Wachtel Lipton partner Michael Schwartz delineates the constitutional illegitimacy of the filibuster applied to judicial nominees while supporting the filibuster for legislative purposes: “The ‘plain language’ of appointing judges.” Schwart’s reading of the Constitution to support his point on the illegitimacy of its current use by the Democrats is compelling.
Schwartz expresses concern, however, that enacting limitations on the filibuster for judicial nominees threatens its legitimacy when used appropriately for legislative purposes. I think of the Hillarycare monstrosity that the Senate debated up to adjournment in the fall of 1994 as a case illustrating the desirability of the Senate’s deliberative procedures, including the filibuster as a last resort.
Schwartz asks that the White House and the Senate leadership unilaterally enforce the plain reading of the constitutional text that precludes the requirement of a senatorial supermajority for judicial nominees. But here his column goes silent. How can the president and Senate leadership get the president’s nominees to a floor vote unilaterally?

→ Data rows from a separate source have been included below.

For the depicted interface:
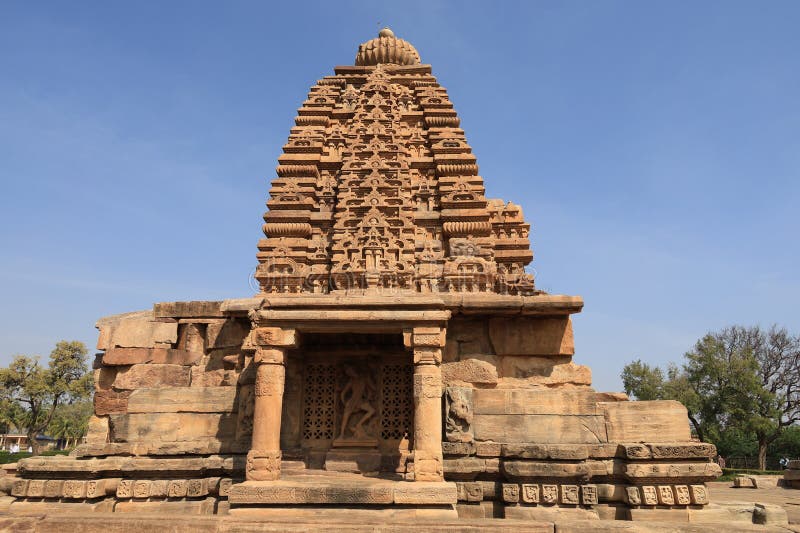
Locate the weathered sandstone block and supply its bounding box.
[473,415,608,444]
[600,400,691,443]
[489,317,575,355]
[442,359,497,385]
[624,463,722,482]
[114,364,191,390]
[86,416,108,444]
[103,347,203,366]
[110,413,236,442]
[495,355,592,387]
[128,387,238,413]
[94,390,131,416]
[206,319,250,350]
[152,300,222,318]
[97,311,178,350]
[472,389,625,416]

UPDATE: Michael Schwartz has kindly responded to my question:
Thanks so much for linking to my piece on the judiciary/filibuster situation. As to the question raised in your third paragraph, I didn’t intend to “go silent,” but should have been clearer. All the Constitution requires is “consent,” not necessarily a “floor vote.” I suppose 51 Senators could stand up and say “I consent,” and that would do it. My example of a failed vote on cloture is another mechanism, perhaps accompanied by a statement of the 51+ yes voters that, if the question were on the merits, they’d vote yes.